Consultez votre médecin pour un bilan personnalisé et pour savoir si vous êtes éligible au dépistage organisé ou à une surveillance renforcée. Pour toute question sur votre situation, renseignez-vous auprès de votre généraliste ou sur le site ameli.fr.
Questions fréquentes
À quel âge doit-on commencer le dépistage du cancer colorectal ?
Le dépistage organisé est recommandé à partir de 50 ans pour les personnes sans facteur de risque particulier. Il consiste en un test immunologique des selles remis par un médecin, un pharmacien formé ou un infirmier, tous les deux ans jusqu'à 74 ans. Si vous avez des antécédents familiaux ou personnels, parlez-en à votre médecin : une surveillance spécifique peut être proposée plus tôt.
Quels sont les premiers signes du cancer colorectal ?
Le cancer colorectal est souvent silencieux au stade précoce. Les premiers signes peuvent inclure un changement du transit intestinal (constipation ou diarrhée persistante), la présence de sang dans les selles, des douleurs abdominales récurrentes ou une fatigue inexpliquée. Ces symptômes ne permettent pas à eux seuls de poser un diagnostic : seul un médecin peut l'établir après examen et, si nécessaire, une coloscopie.
Le test de dépistage des selles est-il fiable ?
Le test FIT (test immunologique de recherche de sang dans les selles) est fiable et reconnu par les autorités sanitaires françaises. Il détecte la présence de sang microscopique invisible à l'oeil nu. Un résultat positif ne signifie pas nécessairement un cancer : il peut indiquer un polype bénin ou un saignement digestif. Dans ce cas, une coloscopie est prescrite pour préciser le diagnostic. Le test est pris en charge à 100 % par l'Assurance Maladie.
Peut-on guérir d'un cancer colorectal ?
Oui, surtout lorsqu'il est détecté tôt. Au stade I, le taux de guérison à cinq ans est supérieur à 90 %. Plus le cancer est diagnostiqué précocement, plus les traitements sont efficaces et moins invalidants. C'est la raison principale pour laquelle la participation au dépistage organisé, même en l'absence de symptômes, est fortement recommandée par tous les professionnels de santé.
Quels aliments éviter pour prévenir le cancer colorectal ?
Il est conseillé de limiter la consommation de viandes rouges (boeuf, porc, agneau) à moins de 500 grammes par semaine et de réduire les charcuteries au maximum. L'alcool et le tabac sont également des facteurs de risque reconnus. À l'inverse, une alimentation riche en fibres (légumes, fruits, légumineuses, céréales complètes) est associée à un risque plus faible de cancer colorectal, selon les données de la recherche internationale.

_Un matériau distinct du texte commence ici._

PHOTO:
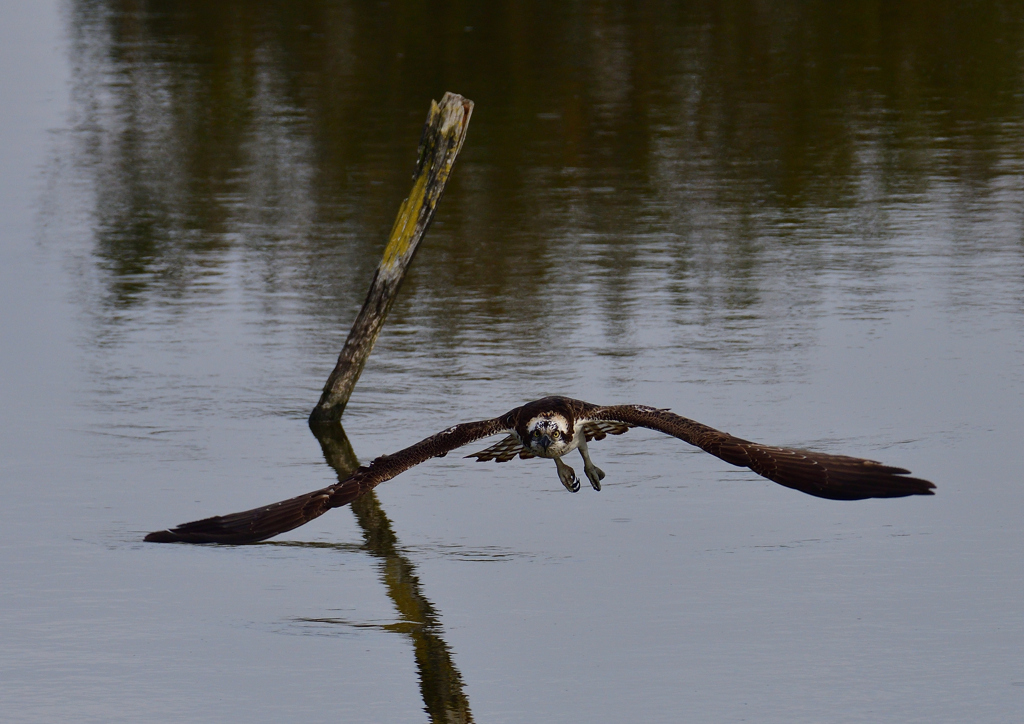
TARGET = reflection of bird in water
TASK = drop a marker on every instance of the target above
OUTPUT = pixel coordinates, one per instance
(552, 428)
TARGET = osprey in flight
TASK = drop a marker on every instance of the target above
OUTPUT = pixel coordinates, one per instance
(552, 428)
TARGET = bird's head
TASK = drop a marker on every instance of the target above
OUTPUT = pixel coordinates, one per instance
(549, 435)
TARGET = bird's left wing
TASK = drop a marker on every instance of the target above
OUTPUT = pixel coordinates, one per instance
(269, 520)
(833, 476)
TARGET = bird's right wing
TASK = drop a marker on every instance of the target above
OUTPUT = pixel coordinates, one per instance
(269, 520)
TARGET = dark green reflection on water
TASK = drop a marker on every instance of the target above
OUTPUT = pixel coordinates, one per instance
(440, 683)
(284, 133)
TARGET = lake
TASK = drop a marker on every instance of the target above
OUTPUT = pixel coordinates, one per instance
(804, 225)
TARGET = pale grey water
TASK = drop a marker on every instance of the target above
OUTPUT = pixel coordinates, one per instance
(652, 213)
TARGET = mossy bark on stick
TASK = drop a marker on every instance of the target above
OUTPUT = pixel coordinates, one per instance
(442, 137)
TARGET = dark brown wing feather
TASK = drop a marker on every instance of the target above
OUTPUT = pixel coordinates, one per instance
(833, 476)
(503, 452)
(599, 429)
(261, 523)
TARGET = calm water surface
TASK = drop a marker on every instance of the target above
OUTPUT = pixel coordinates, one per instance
(805, 227)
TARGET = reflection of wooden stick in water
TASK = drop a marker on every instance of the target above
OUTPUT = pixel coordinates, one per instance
(442, 138)
(440, 682)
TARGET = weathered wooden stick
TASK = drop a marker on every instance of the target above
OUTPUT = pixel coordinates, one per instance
(442, 138)
(440, 682)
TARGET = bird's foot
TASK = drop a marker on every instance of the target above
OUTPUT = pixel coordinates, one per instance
(568, 478)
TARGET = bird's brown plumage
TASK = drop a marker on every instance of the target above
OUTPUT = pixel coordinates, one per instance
(833, 476)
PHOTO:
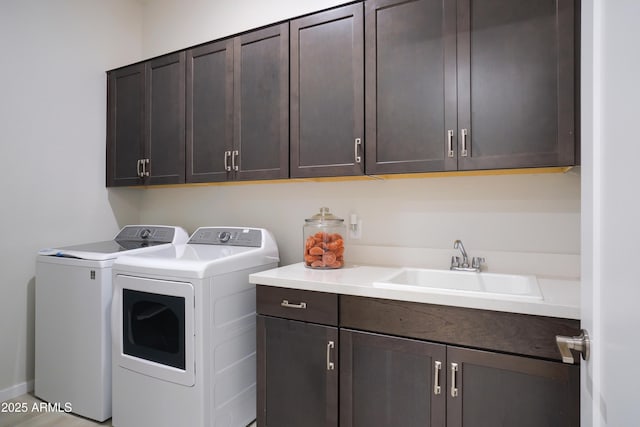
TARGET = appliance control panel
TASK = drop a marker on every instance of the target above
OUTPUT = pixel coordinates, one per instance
(146, 233)
(230, 236)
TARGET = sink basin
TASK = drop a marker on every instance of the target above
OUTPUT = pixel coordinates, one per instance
(489, 285)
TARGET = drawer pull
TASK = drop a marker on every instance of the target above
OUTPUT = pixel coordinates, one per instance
(330, 365)
(287, 304)
(454, 373)
(436, 378)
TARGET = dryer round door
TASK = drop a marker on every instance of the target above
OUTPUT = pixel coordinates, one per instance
(153, 328)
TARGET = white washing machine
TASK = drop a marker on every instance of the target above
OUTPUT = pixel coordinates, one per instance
(184, 331)
(72, 322)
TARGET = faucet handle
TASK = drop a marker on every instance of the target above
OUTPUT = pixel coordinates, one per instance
(477, 261)
(455, 261)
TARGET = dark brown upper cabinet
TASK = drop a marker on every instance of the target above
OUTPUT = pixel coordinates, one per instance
(237, 107)
(327, 93)
(125, 125)
(209, 111)
(410, 84)
(477, 84)
(516, 79)
(146, 122)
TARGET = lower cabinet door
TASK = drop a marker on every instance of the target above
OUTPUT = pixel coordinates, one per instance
(297, 373)
(390, 381)
(491, 389)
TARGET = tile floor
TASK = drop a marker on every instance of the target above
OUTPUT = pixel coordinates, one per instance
(10, 418)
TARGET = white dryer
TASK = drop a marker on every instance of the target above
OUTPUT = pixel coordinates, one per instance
(184, 330)
(72, 322)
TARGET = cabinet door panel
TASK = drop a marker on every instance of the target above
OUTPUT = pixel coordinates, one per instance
(295, 388)
(516, 83)
(125, 130)
(166, 119)
(410, 72)
(327, 95)
(262, 103)
(389, 381)
(503, 390)
(209, 110)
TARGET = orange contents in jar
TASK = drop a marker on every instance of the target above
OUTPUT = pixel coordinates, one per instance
(324, 250)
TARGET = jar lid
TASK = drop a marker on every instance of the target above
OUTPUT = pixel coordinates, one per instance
(324, 216)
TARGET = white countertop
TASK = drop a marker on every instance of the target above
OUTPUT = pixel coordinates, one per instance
(561, 297)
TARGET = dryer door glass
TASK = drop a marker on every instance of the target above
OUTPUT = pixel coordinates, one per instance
(154, 327)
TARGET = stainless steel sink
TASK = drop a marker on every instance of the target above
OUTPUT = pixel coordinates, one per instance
(489, 285)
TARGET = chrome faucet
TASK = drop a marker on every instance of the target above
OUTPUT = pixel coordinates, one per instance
(463, 264)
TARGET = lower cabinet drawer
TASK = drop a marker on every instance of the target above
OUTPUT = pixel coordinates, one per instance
(296, 304)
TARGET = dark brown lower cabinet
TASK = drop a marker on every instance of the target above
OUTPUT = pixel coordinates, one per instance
(493, 389)
(389, 381)
(382, 380)
(297, 373)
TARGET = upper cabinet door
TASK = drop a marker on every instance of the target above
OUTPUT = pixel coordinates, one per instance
(209, 111)
(410, 51)
(516, 83)
(125, 125)
(261, 104)
(165, 139)
(327, 94)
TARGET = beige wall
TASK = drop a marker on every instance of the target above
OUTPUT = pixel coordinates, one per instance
(52, 145)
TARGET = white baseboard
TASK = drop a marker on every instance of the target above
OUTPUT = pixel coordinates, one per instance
(16, 390)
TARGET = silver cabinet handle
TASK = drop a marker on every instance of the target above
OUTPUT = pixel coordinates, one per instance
(450, 152)
(436, 378)
(287, 304)
(330, 365)
(464, 152)
(227, 154)
(356, 150)
(581, 343)
(454, 373)
(234, 166)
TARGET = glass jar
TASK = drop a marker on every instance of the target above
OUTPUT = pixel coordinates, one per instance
(324, 241)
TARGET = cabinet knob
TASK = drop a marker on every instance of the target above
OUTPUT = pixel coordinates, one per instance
(450, 151)
(227, 154)
(330, 365)
(454, 374)
(437, 367)
(464, 151)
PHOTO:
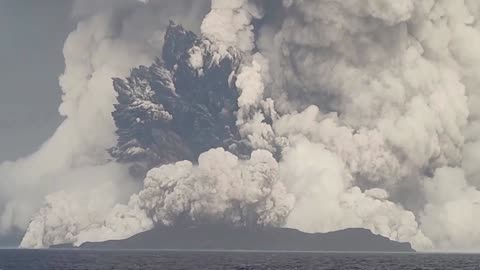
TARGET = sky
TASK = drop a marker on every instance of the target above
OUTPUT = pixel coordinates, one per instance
(31, 59)
(364, 117)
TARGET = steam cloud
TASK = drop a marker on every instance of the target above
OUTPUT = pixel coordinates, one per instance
(352, 113)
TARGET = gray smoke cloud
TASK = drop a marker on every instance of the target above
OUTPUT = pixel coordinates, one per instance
(369, 108)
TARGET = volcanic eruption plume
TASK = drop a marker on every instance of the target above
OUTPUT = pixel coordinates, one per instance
(318, 115)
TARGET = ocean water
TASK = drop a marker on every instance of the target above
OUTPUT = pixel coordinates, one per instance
(146, 260)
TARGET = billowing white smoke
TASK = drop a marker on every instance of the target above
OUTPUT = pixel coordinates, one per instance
(105, 44)
(373, 108)
(395, 84)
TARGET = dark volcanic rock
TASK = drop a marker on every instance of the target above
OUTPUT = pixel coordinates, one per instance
(180, 106)
(238, 238)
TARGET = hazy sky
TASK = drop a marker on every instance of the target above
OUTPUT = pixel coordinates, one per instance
(31, 42)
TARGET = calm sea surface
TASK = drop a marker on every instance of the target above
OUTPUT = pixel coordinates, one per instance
(123, 260)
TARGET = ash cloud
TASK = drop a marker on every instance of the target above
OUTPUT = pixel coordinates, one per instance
(328, 115)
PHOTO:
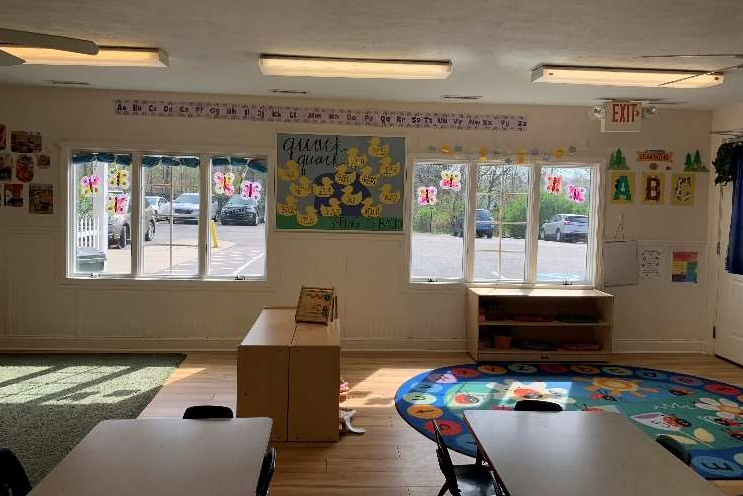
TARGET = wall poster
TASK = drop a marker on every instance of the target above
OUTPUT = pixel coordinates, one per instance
(339, 183)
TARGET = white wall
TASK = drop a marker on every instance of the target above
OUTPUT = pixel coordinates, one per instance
(379, 309)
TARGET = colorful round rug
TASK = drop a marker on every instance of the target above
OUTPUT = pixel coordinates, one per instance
(706, 416)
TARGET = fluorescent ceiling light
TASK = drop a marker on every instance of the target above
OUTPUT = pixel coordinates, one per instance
(286, 65)
(107, 56)
(648, 78)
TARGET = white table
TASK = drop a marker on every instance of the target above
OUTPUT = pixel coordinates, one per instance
(579, 454)
(161, 457)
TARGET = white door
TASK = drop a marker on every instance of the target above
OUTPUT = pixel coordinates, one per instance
(729, 321)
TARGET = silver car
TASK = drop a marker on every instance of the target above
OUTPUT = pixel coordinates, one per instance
(565, 227)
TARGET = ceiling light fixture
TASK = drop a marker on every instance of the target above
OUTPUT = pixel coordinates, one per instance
(649, 78)
(287, 65)
(107, 56)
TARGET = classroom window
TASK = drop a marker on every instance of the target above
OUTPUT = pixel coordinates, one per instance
(522, 224)
(237, 235)
(438, 214)
(101, 213)
(159, 215)
(500, 222)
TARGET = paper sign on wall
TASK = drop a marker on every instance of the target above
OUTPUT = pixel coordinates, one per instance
(685, 266)
(682, 189)
(622, 187)
(650, 260)
(653, 188)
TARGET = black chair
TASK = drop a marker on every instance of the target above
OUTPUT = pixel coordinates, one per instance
(463, 480)
(13, 478)
(207, 411)
(674, 447)
(536, 406)
(267, 469)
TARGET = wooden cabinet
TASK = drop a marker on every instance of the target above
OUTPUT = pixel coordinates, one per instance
(504, 311)
(290, 372)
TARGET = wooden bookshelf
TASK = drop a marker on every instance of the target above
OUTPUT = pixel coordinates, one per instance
(502, 304)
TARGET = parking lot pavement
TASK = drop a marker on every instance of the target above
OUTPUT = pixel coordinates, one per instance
(439, 256)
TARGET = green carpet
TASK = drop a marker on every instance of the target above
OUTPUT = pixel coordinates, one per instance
(49, 402)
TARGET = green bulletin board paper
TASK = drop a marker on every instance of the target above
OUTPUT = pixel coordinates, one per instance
(334, 182)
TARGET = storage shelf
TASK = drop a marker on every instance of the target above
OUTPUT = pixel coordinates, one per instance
(551, 323)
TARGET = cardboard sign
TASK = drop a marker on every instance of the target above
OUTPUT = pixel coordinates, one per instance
(682, 189)
(316, 305)
(622, 117)
(653, 188)
(622, 187)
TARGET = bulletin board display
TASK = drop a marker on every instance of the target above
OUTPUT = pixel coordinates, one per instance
(331, 182)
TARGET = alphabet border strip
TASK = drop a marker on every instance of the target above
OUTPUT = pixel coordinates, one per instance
(317, 115)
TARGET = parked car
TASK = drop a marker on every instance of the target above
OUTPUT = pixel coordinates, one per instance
(565, 227)
(484, 225)
(239, 210)
(120, 226)
(161, 206)
(185, 207)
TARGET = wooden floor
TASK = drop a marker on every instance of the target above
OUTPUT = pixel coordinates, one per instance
(391, 458)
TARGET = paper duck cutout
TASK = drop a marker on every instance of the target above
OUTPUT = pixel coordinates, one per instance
(309, 218)
(349, 197)
(332, 210)
(290, 172)
(325, 190)
(302, 189)
(289, 208)
(387, 196)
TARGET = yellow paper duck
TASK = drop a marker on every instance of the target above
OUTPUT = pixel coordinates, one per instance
(290, 172)
(367, 179)
(387, 196)
(334, 210)
(353, 159)
(342, 176)
(288, 208)
(302, 189)
(309, 218)
(325, 190)
(387, 168)
(369, 210)
(376, 149)
(349, 197)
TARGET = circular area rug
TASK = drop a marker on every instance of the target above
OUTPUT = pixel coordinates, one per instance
(706, 416)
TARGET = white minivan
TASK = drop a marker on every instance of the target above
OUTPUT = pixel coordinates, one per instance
(565, 227)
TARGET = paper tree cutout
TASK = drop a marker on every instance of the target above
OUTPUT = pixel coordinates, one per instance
(119, 179)
(251, 189)
(116, 204)
(451, 180)
(90, 184)
(427, 195)
(576, 193)
(617, 161)
(554, 184)
(223, 183)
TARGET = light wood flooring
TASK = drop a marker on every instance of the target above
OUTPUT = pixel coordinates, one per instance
(391, 458)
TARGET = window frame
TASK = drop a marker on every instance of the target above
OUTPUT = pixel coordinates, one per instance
(595, 228)
(137, 150)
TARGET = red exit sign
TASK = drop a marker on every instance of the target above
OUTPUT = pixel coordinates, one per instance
(622, 117)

Qu'est-ce qu'une coloscopie et quand est-elle nécessaire ?
La coloscopie est un examen qui permet d'explorer l'intérieur du côlon à l'aide d'un tube souple muni d'une caméra. Elle est prescrite après un test FIT positif, ou directement chez les personnes à risque élevé. Elle permet de visualiser et, si nécessaire, de retirer les polypes avant qu'ils ne deviennent cancéreux. L'examen se déroule sous sédation légère et nécessite une préparation intestinale la veille. Consultez votre médecin pour en savoir plus sur les modalités.